Amazon will diesen Bericht nicht kommentieren, Deutschland-Chef Ralf Kleber sagte aber kürzlich in einem Interview, der Schritt in die hart umkämpfte Branche sei nur noch eine Frage der Zeit. In dieser schrillen längst die Alarmglocken, ist der Vorstoß ins stationäre Geschäft doch spätestens zu erwarten, seit der Konzern in den USA lokale Buchhandlungen eröffnet hat. Selbst wenn der Handel mit verderb-lichen Waren ganz eigene logistische Tücken aufweist, zielt die Strategie des Shoppinggiganten doch darauf ab, den Handel von Baltimore bis Buxtehude mit sämtlichen Verwertungsketten unter Kontrolle zu kriegen - und die Kundschaft gleich mit.

Auf dem Weg dorthin erschließt sich Amazon gleich ein weiteres Geschäftsfeld, und zwar mit seinem Lautsprecher "Echo", der seit Kurzem in Deutschland erhältlich ist. Das mit der digitalen Sprachassistentin "Alexa" verbundene Gerät reagiert auf Befehle, beantwortet Fragen, steuert Technik im vernetzten Zuhause und - bei Amazon ganz klar - bestellt Verbrauchsartikel per Sprachbefehl nach. Marktforscher erwarten, dass sich hier binnen weniger Jahre ein Milliardengeschäft entwickelt.

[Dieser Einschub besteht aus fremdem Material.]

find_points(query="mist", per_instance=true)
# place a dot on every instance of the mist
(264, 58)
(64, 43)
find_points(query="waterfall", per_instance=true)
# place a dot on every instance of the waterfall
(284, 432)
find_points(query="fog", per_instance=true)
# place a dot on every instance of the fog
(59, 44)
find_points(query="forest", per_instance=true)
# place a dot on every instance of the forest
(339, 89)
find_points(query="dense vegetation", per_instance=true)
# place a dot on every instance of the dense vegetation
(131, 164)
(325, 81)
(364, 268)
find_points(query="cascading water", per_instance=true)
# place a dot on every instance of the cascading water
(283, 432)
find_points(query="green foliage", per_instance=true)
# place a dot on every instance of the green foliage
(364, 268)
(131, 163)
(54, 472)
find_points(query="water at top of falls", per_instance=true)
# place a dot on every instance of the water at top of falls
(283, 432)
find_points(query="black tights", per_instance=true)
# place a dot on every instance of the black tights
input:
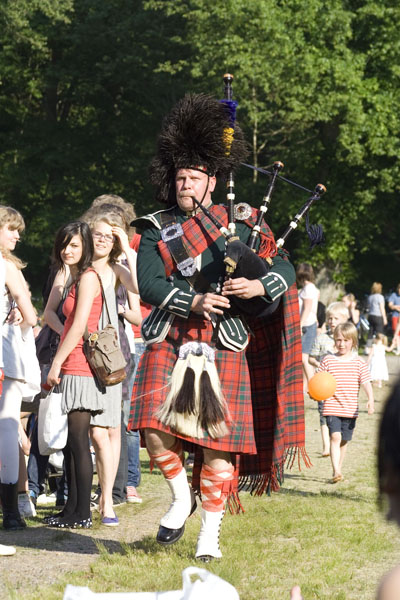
(78, 467)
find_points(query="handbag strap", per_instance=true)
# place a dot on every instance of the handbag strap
(86, 334)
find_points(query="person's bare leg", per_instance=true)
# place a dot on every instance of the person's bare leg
(325, 440)
(166, 452)
(343, 450)
(114, 435)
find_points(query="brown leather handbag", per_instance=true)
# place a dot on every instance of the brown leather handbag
(103, 352)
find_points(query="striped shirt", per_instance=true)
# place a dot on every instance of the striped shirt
(349, 375)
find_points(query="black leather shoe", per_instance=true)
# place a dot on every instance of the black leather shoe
(166, 536)
(13, 522)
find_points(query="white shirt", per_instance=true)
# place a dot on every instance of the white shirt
(309, 292)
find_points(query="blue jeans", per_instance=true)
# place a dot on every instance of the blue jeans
(133, 437)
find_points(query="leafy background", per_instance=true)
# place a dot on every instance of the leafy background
(84, 85)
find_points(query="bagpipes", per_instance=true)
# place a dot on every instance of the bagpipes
(242, 260)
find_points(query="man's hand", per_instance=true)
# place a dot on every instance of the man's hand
(53, 377)
(243, 288)
(205, 304)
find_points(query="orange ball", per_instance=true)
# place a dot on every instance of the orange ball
(322, 386)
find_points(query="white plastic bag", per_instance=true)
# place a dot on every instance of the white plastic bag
(52, 424)
(208, 586)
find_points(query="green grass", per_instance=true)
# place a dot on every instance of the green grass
(330, 539)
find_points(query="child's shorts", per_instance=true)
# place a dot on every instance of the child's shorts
(322, 419)
(343, 425)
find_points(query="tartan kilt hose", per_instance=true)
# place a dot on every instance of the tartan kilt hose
(152, 386)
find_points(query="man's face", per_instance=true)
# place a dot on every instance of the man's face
(189, 183)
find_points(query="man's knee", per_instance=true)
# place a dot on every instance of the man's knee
(158, 441)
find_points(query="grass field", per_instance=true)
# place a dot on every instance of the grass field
(330, 539)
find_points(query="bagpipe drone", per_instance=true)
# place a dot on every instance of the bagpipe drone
(241, 260)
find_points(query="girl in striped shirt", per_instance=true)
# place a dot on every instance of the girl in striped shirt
(341, 410)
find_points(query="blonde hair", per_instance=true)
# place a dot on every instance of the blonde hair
(111, 203)
(348, 331)
(376, 288)
(112, 218)
(11, 217)
(338, 309)
(350, 297)
(380, 337)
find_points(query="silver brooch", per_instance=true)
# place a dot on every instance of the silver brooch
(243, 211)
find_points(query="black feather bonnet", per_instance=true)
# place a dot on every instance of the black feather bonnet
(197, 133)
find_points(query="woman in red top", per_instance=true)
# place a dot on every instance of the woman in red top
(81, 395)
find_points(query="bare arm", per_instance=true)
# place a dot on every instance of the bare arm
(19, 291)
(89, 288)
(133, 314)
(127, 276)
(55, 297)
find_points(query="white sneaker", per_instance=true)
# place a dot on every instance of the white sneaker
(208, 540)
(131, 495)
(43, 500)
(26, 506)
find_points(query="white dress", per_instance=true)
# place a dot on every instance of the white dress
(378, 365)
(19, 354)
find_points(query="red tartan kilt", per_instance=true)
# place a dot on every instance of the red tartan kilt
(151, 387)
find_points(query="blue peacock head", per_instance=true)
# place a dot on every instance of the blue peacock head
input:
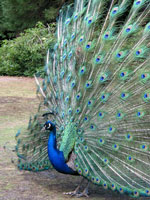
(49, 126)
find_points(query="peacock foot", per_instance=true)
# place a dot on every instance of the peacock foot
(73, 193)
(83, 194)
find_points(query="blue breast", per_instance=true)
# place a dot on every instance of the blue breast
(57, 157)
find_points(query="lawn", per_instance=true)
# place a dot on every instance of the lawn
(17, 102)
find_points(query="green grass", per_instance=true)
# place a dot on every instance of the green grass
(17, 102)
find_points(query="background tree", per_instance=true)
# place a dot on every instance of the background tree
(17, 15)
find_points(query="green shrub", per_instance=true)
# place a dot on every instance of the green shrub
(24, 55)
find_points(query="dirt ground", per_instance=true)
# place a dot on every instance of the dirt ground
(17, 101)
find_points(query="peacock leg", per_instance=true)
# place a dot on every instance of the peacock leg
(84, 193)
(76, 191)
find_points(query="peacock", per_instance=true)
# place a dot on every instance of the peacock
(93, 119)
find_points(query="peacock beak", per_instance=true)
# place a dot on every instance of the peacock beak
(43, 129)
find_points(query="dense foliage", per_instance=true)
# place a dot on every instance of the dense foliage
(17, 15)
(24, 55)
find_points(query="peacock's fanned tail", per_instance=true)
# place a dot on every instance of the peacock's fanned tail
(98, 83)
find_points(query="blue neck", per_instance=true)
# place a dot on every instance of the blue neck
(56, 157)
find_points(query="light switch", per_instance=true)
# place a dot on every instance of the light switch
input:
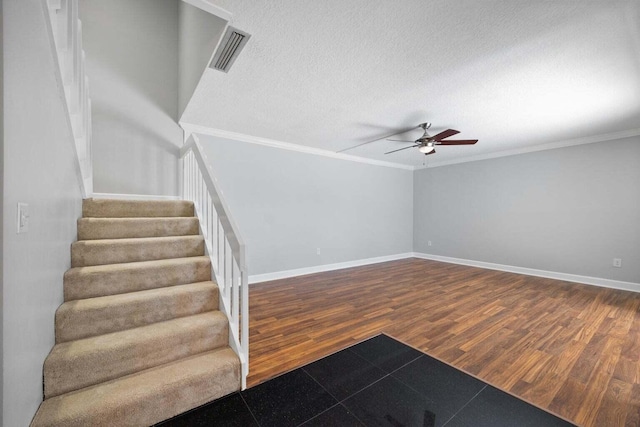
(23, 217)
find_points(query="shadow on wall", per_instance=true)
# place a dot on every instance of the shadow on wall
(137, 159)
(136, 43)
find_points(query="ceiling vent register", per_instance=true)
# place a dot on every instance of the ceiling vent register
(229, 48)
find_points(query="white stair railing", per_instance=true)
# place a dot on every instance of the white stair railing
(224, 246)
(66, 29)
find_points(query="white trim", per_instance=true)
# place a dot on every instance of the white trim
(552, 145)
(211, 8)
(133, 196)
(266, 277)
(203, 130)
(595, 281)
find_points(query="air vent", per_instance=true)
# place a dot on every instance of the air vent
(229, 48)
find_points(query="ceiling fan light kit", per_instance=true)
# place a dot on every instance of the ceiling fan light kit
(427, 148)
(426, 143)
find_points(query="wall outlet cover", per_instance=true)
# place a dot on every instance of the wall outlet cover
(22, 220)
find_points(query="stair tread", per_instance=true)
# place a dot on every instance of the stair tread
(80, 363)
(146, 397)
(109, 251)
(105, 314)
(118, 228)
(112, 208)
(129, 240)
(110, 279)
(108, 268)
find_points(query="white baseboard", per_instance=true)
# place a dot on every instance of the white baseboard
(595, 281)
(266, 277)
(133, 196)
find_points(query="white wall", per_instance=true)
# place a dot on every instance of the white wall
(199, 32)
(287, 204)
(132, 56)
(39, 169)
(1, 195)
(569, 210)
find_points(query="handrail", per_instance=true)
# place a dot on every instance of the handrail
(224, 245)
(66, 32)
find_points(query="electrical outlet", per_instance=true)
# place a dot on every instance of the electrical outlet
(22, 218)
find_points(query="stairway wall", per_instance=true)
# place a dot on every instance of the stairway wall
(132, 63)
(39, 169)
(287, 204)
(199, 33)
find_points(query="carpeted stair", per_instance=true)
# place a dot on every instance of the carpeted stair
(139, 338)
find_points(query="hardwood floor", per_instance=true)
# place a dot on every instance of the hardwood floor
(569, 348)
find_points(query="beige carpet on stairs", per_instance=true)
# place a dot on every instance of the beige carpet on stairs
(139, 338)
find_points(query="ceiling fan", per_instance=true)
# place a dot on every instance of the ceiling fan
(427, 143)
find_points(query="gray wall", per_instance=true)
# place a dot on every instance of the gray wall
(569, 210)
(39, 169)
(199, 33)
(287, 204)
(132, 54)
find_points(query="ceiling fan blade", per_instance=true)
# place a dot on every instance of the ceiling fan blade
(400, 149)
(444, 134)
(457, 142)
(378, 139)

Der Lautsprecher ist auch ein Baustein des jüngsten Coups: Mit "Music Unlimited" steigt Amazon groß in das Geschäft mit Musik ein und bietet den Nutzern für knapp zehn Dollar im Monat rund zehn Millionen Musikstücke zum Anhören - Echo-Besitzer zahlen die Hälfte. Der Dienst wird noch dieses Jahr in Deutschland, Großbritannien und Österreich angeboten.



Lukraktives Weihnachtsgeschäft



Noch vor Weihnachten will Amazon angeblich auch das Geschäftskundenportal Amazon Business in Deutschland starten. Das Sortiment soll aus den Bereichen Elektronik, Industriegüter, Sanitär und Bürobedarf bestehen. In den USA setzte Amazon Business in den ersten zwölf Monaten mehr als eine Milliarde Dollar um. Der sogenannte B2B-Markt ist um ein Vielfaches größer als das Endkundengeschäft. Besonders vielversprechend lässt sich offenbar das Weihnachtsgeschäft an: Für die umsatzstärksten Wochen des Jahres wurden in den USA 120000 Aushilfen eingestellt - 20 Prozent mehr als im Vorjahr. Der US-Einzelhandelsverband hatte kürzlich einen Anstieg der Onlineumsätze im wichtigen Weihnachtsgeschäft um sieben bis zehn Prozent prognostiziert.